Happy new year! As in previous years the growth of the cs.DS section of arXiv.org continues: there were 935 data structures and algorithms preprints this year, compared with 798 in 2011. We're not quite to the point of having 100 papers per month but July came close with 98.
Here is a personal selection of ten preprints from this list that I found particularly interesting, excluding (as usual) my own preprints as well as some others that I wrote about earlier. (Also excluded: papers like Orlin's faster max flow algorithm that haven't been submitted to the arXiv.) In chronological order, they are:
Sublinear time algorithm for PageRank computations, Christian Borgs, Michael Brautbar, Jennifer Chayes, and Shang-Hua Teng, arXiv:1202.2771 and WAW 2012. It's only slightly sublinear but it's interesting to me that we can prove such bounds, in a natural model of computation for web graph access.
Finding a most biased coin with fewest flips, Karthekeyan Chandrasekaran and Richard Karp, arXiv:1202.3639. The problem this solves seems very fundamental, and the result improves previous constant factor approximations, instead solving the problem optimally.
Strongly universal string hashing is fast, Owen Kaser and Daniel Lemire, arXiv:1202.4961. From the practical side of algorithmics, a method for hashing strings that uses less than one instruction per byte and nevertheless has guaranteed theoretical properties.
Known algorithms for EDGE CLIQUE COVER are probably optimal, Marek Cygan, Marcin Pilipczuk, and Michał Pilipczuk, arXiv:1203.1754 and SODA 2013. There is a simple FPT algorithm for covering the edges of a graph with a minimum number of cliques, which is however doubly exponential in the number of cliques.
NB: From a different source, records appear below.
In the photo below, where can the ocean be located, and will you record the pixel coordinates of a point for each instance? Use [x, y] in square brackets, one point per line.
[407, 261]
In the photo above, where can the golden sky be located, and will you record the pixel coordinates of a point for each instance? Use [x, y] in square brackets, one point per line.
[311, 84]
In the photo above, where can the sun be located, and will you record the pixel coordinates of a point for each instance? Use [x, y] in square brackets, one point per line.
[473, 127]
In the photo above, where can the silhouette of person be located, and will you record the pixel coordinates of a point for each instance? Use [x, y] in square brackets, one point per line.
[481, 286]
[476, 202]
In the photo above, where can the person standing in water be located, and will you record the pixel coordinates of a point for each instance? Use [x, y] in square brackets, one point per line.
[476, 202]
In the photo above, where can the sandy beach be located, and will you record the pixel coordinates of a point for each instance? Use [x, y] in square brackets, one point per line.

Apparently (see e.g. this stackexchange question) it's an old open question to do better than this. Last year it was shown that no better kernelization is possible, and now this preprint shows that double exponential is optimal regardless of whether it's achieved using a kernelization, assuming the exponential time hypothesis is true. Apparently it's the first known (if conditional) double exponential lower bound for FPT algorithms.
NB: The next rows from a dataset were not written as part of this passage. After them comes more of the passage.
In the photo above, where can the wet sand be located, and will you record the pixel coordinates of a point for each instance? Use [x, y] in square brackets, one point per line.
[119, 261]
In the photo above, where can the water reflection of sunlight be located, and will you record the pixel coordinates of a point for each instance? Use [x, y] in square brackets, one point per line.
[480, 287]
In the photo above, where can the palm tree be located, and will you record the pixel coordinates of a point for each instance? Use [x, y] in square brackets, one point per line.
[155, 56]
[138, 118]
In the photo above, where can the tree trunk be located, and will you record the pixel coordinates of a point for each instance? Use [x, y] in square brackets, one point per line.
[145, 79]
Approximability of the vertex cover problem in power law graphs, Mikael Gast and Mathias Hauptmann, arXiv:1204.0982. I think there should be more work on algorithms that take advantage of the properties of web graphs and social networks to compute properties of these graphs more quickly than they can be computed in the worst case, and this is an example: it gets a better approximation ratio for vertex cover than can be achieved in the worst case, for any graph whose degree distribution obeys a power law.
Clustering is difficult only when it does not matter, Amit Daniely, Nati Linial, and Michael Saks, arXiv:1205.4891. Like the previous paper, this represents a move from worst-case complexity towards something more instance-based. The main idea here is that the only hard instances for clustering problems (under traditional worst-case algorithms) are ones in which the input is not actually clustered very well. Their definition of a "good clustering" seems very sensitive to outliers or noisy data, but perhaps that can be a subject for future work.
A randomized parallel algorithm with run time O(n2) for solving an n × n system of linear equations, Joerg Fliege, arXiv:1209.3995. The real breakthrough here is Raghavendra's layered generate-and-test algorithm for linear equations over finite fields, described earlier this year on Richard Lipton's blog. This note shows how to do the same thing over the real numbers.
Eight-fifth approximation for TSP paths, András Sebö, arXiv:1209.3523 and IPCO 2013. I'd taught Christofides algorithm enough times to know to be careful about paths vs cycles in it, but somehow it had flown under the radar for me that the approximation ratio for paths was significantly larger.
Approximating k-median via pseudo-approximation, Shi Li and Ola Svensson, arXiv:1211.0243. Here the k-median problem is that of finding exactly k cluster centers minimizing the sum of distances of each point to its center, an approximation again finds exactly k centers but only approximately minimizes the sum, and a pseudo-approximation finds a number of centers that is only approximately k. As the authors say, using even one extra center may make a big difference in the objective function, so it is a bit of a surprise that pseudo-approximation can be useful in approximation for this problem.